Bunun için de tüm ürünlerimizde trans yağ ve palm yağı kullanmıyoruz. Bizim için öncelik, ciro ve sirkülasyondan ziyade köklü marka yaratarak ürünlerimizin piyasada aranan/tercih edilen ürünler olmasını sağlamaktır. Fiskobirlik olarak, ürün gamımızda 30 çeşit ürün bulunmaktadır. Bunların birçoğu 70-75 yıllık maziye sahiptir. Son beş yıllık cirolara bakıldığında, mamul satışlarının 20 milyon liradan 90 milyon TL'ye çıktığını, önümüzdeki birkaç yıl içinde ise 150-170 milyon TL'yi hedeflediğimizi rahatlıkla söyleyebilirim.

Bunun için de kapasite artırımıyla ilgili yatırım planlarımız yapıldı. Kısa sürede uygulamaya geçireceğiz. Tüm ürünlerimiz, talep durumuna göre yurt dışına ihraç edilmektedir. Yurt dışından özel istekle gelen siparişleri de karşılamaktayız. Örneğin, geçmişte ABD'deki bir müşterimiz fındık ezmesinin kakaolu şeklini talep etmişti. Bizde bu talebi karşıladık. Bu ürünümüz de halen iç piyasada satılmaktadır.

TKDK olarak bizler de bölgedeki İl Koordinatörlüklerimiz aracılığıyla fındık üreticilerine ve tesislere destekler sunuyoruz.
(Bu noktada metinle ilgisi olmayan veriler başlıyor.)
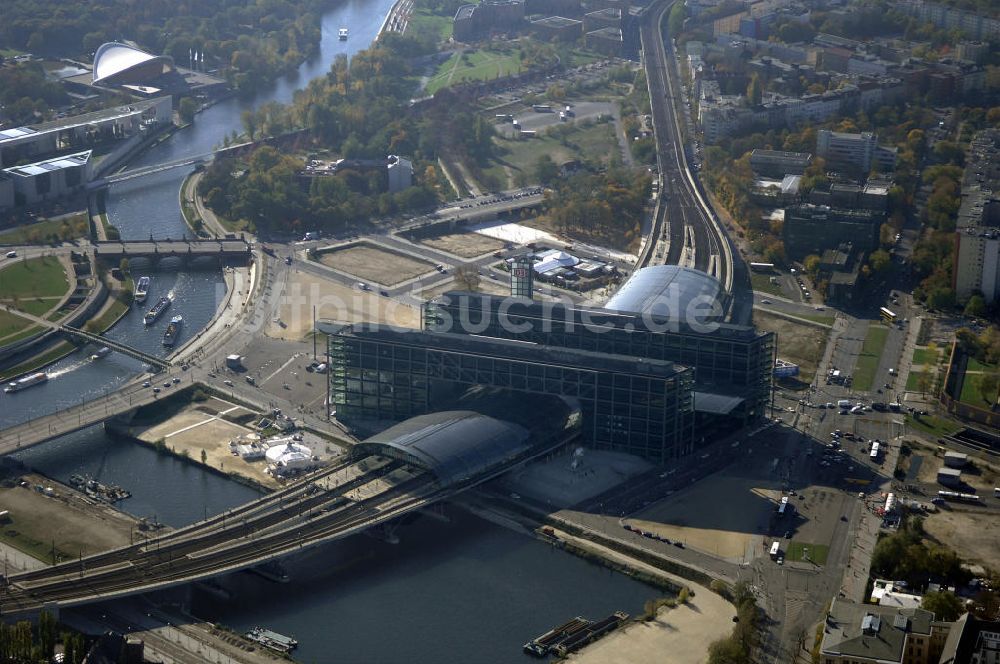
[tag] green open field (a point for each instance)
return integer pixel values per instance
(422, 20)
(34, 286)
(971, 394)
(475, 65)
(585, 141)
(936, 426)
(925, 356)
(52, 230)
(864, 371)
(803, 551)
(36, 277)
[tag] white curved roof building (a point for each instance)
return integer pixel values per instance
(116, 63)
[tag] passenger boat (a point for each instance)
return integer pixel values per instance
(272, 640)
(173, 330)
(158, 308)
(141, 289)
(26, 382)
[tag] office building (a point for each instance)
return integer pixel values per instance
(656, 372)
(977, 255)
(871, 634)
(812, 229)
(854, 153)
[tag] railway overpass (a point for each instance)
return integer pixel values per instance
(685, 229)
(405, 468)
(226, 249)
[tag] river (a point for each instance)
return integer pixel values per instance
(466, 590)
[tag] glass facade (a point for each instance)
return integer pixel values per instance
(643, 407)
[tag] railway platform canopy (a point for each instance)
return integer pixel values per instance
(454, 446)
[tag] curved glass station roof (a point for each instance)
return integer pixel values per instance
(670, 291)
(114, 60)
(454, 445)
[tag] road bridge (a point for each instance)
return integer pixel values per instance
(226, 249)
(386, 477)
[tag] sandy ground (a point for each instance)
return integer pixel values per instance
(195, 431)
(677, 636)
(370, 262)
(720, 515)
(68, 520)
(975, 535)
(336, 302)
(487, 286)
(466, 245)
(798, 343)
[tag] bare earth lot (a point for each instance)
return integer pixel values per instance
(373, 263)
(39, 522)
(337, 302)
(466, 245)
(719, 515)
(798, 343)
(974, 534)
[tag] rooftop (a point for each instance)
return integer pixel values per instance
(49, 165)
(524, 351)
(453, 445)
(869, 632)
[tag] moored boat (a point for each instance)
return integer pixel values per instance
(141, 289)
(158, 308)
(173, 330)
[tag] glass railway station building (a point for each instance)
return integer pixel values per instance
(655, 372)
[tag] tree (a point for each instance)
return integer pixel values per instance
(944, 605)
(755, 90)
(187, 109)
(988, 384)
(976, 307)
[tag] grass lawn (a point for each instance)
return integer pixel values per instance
(44, 232)
(971, 393)
(14, 328)
(475, 65)
(37, 277)
(421, 20)
(864, 370)
(913, 381)
(925, 356)
(976, 365)
(586, 141)
(936, 426)
(802, 551)
(762, 284)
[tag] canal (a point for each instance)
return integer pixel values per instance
(466, 590)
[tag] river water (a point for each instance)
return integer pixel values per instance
(466, 590)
Bu desteklerin fındık üreticileri bakımından önemi nedir?

Tarım ve Kırsal Kalkınmayı Destekleme Kurumunun (TKDK) Ordu ve Giresun illerindeki şubeleriyle sürekli temas halindeyiz. Web sitesinden de gelişmeleri takip ediyoruz. Fındık üretim tesislerinin desteklenmesi üretici açısından son derece önemlidir. Çok sayıda ürün alıcısı olması, kalite ve rekabeti doğurmakla birlikte, üreticiye de alternatif oluşturmaktadır. Ancak şunu ifade etmeden geçemeyiz. TKDK'nin fındık işleme, kavurma ve fındıklı çikolata sanayisine de destek vermesi ve proje limitlerini artırması gerekmektedir. Hem markalaşma hem de istihdam açısından bu çok önemlidir.